Fig. 5. High G-to-A branches make up a considerable proportion of long branches in affected countries and include evidence of selection.

a, Proportion of branches that are high G-to-A for a range of branch lengths in different countries. Data are from collection dates in 2022 and 2023 (submission dates up to June 2023). b, Branch length distributions for high G-to-A and other branches. c, Genomic distribution of mutations in high G-to-A nodes, partitioned into three classes: synonymous mutations; non-synonymous mutations; and non-synonymous mutations that occur four or more times. d, Table of the most recurrent mutations in S in high G-to-A branches. n = the number of high G-to-A branches exhibiting the mutation. Mutation type shows the parental and final nucleotide at the nucleotide position driving the mutation, while context shows the trinucleotide context for the mutated nucleotide, transcribed assuming a NC_045512.2 background.

Extended Data Fig. 1. Timeline of number of high G-to-A branches, normalised for sequencing volumes, in 6 countries.

The y-axis represents number of high G-to-A branches, divided by total sequencing volume for the year. This analysis demonstrates that the effects seen in raw numbers in Fig. 2d cannot be explained by changes in sequencing volume.

Extended Data Fig. 2. High G-to-A sequences with more than 20 private mutations identified from a Nextclade alignment of all available SARS-CoV-2 sequences.

Nextclade was used to align sequences and identify private mutations. High G-to-A branches were identified on the basis of unlabelled private mutations. Usher.bio was then used to create a tree with high G-to-A branches highlighted on a downsampled global tree, with visualisation performed with Nextstrain.

Extended Data Fig. 3. Distribution of major SARS-CoV-2 variants between placebo and molnupiravir treatments in the AGILE trial dataset.

The proportion of patients infected with each variant is shown. The proportions are similar suggesting that differences between placebo and molnupiravir spectra will not be influenced by previously observed spectrum differences between variants (Ruis et al., Bloom et al.). VOC = variant of concern.

Extended Data Fig. 4. Context locations within the mutational spectrum.

The RNA mutational spectrum contains 12 mutation types, for example C-to-T, shown here. The spectrum also captures the nucleotides surrounding each mutation. There are four potential upstream nucleotides and four potential downstream nucleotides. This figure shows the location of each of the 16 contexts within an example mutation type. For example, the leftmost bar represents C-to-T mutations in the ACA context while the second leftmost bar represents C-to-T mutations in the ACC context. The spectrum represented is from AGILE trial data on monlupiravir.

Extended Data Fig. 5. Mutation spectrum analysis supports a molnupiravir origin for high G-to-A nodes.

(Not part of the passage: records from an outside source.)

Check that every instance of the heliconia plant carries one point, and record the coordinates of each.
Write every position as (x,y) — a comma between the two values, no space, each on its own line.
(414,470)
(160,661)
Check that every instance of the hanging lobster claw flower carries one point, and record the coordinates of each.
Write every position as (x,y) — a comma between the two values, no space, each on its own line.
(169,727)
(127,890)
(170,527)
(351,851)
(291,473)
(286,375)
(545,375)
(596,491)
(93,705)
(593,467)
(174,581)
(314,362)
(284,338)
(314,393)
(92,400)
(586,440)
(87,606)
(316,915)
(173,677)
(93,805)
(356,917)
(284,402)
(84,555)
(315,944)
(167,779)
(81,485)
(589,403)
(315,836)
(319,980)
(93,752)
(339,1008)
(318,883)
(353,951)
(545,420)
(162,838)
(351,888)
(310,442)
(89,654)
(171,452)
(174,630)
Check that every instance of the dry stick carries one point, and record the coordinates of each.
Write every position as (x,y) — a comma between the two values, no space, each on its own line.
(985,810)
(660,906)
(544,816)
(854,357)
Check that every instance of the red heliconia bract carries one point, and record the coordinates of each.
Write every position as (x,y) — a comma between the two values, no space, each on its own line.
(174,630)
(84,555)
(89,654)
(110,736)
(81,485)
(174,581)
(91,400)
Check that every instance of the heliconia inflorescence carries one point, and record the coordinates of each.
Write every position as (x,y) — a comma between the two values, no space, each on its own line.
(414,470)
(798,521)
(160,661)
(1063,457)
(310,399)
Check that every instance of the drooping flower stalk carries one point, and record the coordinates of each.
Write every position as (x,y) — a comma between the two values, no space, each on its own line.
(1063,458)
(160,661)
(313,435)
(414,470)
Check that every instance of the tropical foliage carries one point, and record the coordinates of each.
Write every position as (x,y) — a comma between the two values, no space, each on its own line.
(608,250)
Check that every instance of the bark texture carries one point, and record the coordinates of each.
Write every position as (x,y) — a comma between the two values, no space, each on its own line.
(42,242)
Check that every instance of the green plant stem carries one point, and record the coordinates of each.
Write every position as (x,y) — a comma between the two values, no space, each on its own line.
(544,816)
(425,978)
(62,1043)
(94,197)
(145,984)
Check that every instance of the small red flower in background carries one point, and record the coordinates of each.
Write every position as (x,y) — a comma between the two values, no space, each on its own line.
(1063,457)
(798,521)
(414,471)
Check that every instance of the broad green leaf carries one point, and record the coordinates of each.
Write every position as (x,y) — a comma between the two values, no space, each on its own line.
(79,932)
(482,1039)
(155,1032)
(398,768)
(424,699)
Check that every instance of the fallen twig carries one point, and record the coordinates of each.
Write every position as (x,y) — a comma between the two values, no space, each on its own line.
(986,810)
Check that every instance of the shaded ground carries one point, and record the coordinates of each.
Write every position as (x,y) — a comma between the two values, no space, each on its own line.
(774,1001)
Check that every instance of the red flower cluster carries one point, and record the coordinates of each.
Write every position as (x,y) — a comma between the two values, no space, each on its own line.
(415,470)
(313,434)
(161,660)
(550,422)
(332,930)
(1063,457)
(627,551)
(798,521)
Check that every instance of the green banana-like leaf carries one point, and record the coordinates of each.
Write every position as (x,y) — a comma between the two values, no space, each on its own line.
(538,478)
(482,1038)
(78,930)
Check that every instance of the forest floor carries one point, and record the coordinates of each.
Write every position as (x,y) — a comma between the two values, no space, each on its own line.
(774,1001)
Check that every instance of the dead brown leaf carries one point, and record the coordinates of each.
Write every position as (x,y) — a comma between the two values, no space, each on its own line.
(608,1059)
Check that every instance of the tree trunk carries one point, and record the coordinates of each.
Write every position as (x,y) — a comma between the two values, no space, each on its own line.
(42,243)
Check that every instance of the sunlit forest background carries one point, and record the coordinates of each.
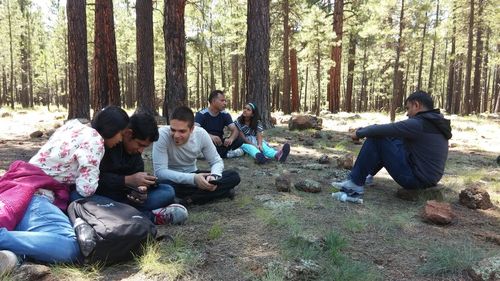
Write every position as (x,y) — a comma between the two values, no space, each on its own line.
(354,56)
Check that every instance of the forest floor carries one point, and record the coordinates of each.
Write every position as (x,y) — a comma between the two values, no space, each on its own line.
(264,234)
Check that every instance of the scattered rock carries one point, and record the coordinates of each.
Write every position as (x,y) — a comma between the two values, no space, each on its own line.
(308,185)
(36,134)
(309,142)
(438,212)
(489,236)
(302,122)
(283,183)
(486,270)
(323,159)
(431,193)
(316,135)
(475,198)
(50,132)
(313,166)
(33,272)
(345,161)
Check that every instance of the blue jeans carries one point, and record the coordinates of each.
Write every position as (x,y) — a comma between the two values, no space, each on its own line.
(44,234)
(388,153)
(252,150)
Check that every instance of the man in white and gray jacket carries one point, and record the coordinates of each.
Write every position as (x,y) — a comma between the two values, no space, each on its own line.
(174,161)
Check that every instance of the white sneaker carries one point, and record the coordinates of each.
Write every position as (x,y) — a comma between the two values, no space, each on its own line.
(238,152)
(369,181)
(8,262)
(172,214)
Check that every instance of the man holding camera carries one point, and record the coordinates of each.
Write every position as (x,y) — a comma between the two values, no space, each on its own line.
(122,177)
(174,161)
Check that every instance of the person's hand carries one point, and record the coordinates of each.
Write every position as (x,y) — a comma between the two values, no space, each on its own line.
(201,181)
(228,142)
(138,195)
(140,179)
(216,140)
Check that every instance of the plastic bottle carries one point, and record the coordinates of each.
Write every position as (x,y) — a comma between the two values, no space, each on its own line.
(86,236)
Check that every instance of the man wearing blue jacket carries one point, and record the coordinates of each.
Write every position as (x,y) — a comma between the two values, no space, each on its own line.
(413,151)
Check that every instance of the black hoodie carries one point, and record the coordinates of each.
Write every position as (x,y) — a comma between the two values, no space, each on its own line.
(425,136)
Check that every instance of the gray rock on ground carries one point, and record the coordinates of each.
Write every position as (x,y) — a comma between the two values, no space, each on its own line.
(308,185)
(475,198)
(303,122)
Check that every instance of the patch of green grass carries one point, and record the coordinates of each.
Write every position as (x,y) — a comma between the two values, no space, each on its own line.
(215,232)
(352,271)
(296,247)
(199,217)
(75,272)
(170,260)
(243,201)
(275,272)
(451,259)
(355,225)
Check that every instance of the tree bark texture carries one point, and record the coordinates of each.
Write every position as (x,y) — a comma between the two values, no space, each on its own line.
(350,72)
(235,82)
(106,88)
(145,57)
(175,47)
(78,74)
(468,66)
(286,58)
(294,81)
(396,94)
(257,56)
(335,71)
(476,86)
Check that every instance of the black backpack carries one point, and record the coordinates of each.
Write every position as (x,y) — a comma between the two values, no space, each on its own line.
(115,231)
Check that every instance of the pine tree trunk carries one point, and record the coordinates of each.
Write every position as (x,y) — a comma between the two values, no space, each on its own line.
(350,72)
(294,81)
(78,75)
(235,81)
(486,76)
(335,71)
(286,51)
(476,87)
(175,47)
(145,58)
(434,40)
(396,94)
(422,48)
(467,109)
(257,57)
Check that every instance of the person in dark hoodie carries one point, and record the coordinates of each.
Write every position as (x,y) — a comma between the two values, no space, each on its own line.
(413,151)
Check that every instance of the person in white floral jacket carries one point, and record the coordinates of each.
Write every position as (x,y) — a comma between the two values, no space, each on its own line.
(71,156)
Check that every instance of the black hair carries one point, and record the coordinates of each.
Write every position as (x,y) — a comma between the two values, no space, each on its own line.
(214,95)
(422,97)
(144,127)
(109,121)
(255,118)
(183,113)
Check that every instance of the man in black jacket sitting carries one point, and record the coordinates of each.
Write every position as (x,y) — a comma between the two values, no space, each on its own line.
(413,151)
(122,177)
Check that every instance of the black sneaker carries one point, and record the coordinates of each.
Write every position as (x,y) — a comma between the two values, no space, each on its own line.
(283,153)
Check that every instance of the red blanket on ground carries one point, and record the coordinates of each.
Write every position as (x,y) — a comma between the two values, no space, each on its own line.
(17,187)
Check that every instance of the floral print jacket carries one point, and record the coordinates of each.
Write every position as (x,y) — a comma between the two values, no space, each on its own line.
(72,156)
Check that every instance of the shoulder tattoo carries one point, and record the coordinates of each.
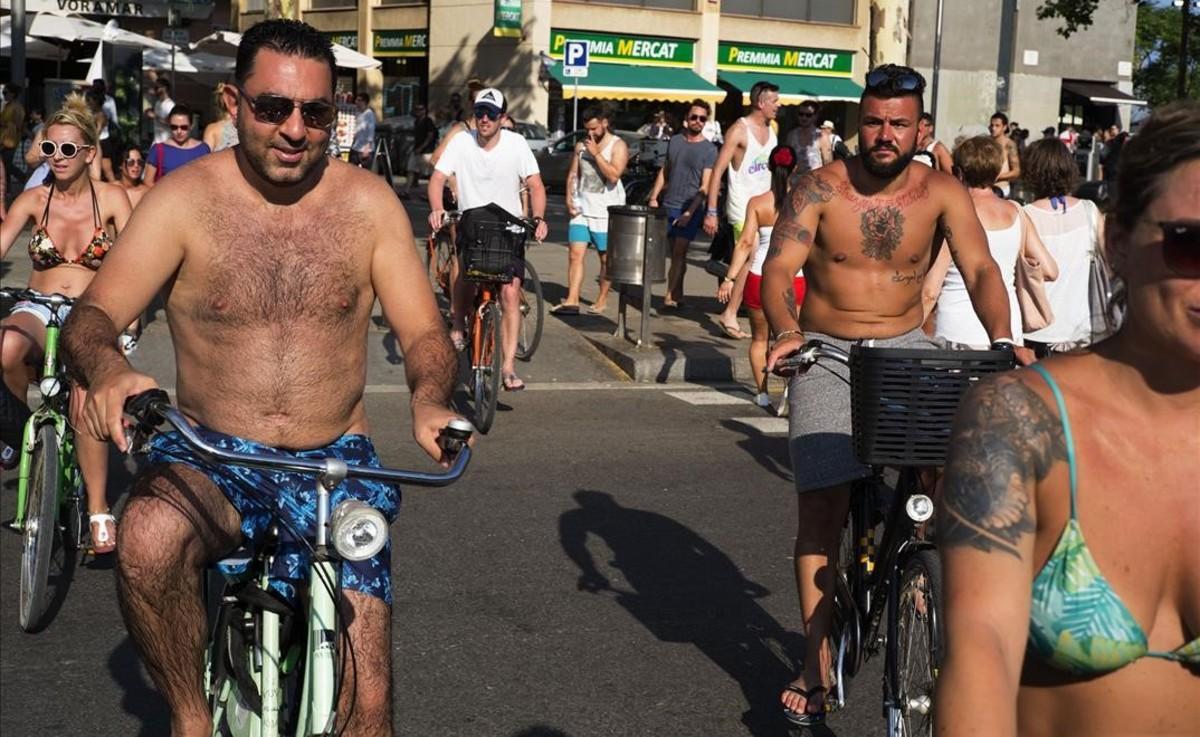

(A) Strong correlation for contexts in all transition mutation classes between Alteri et al. molnupiravir-treated patients and high G-to-A long branches. (B) Similar analysis, with clear correlation between Donovan-Banfield et al. dataset of molnupiravir treated individuals to long high G-to-A branches. (C) Little correlation seen between contexts in typical SARS-CoV-2 evolution (Ruis et al.) and high G-to-A branches. (D) In data from long branches, context proportions for G-to-A mutations correlate with context proportions for C-to-T mutations, indicating a common mutational process. Points are labelled with G-to-A context, then C-to-T context.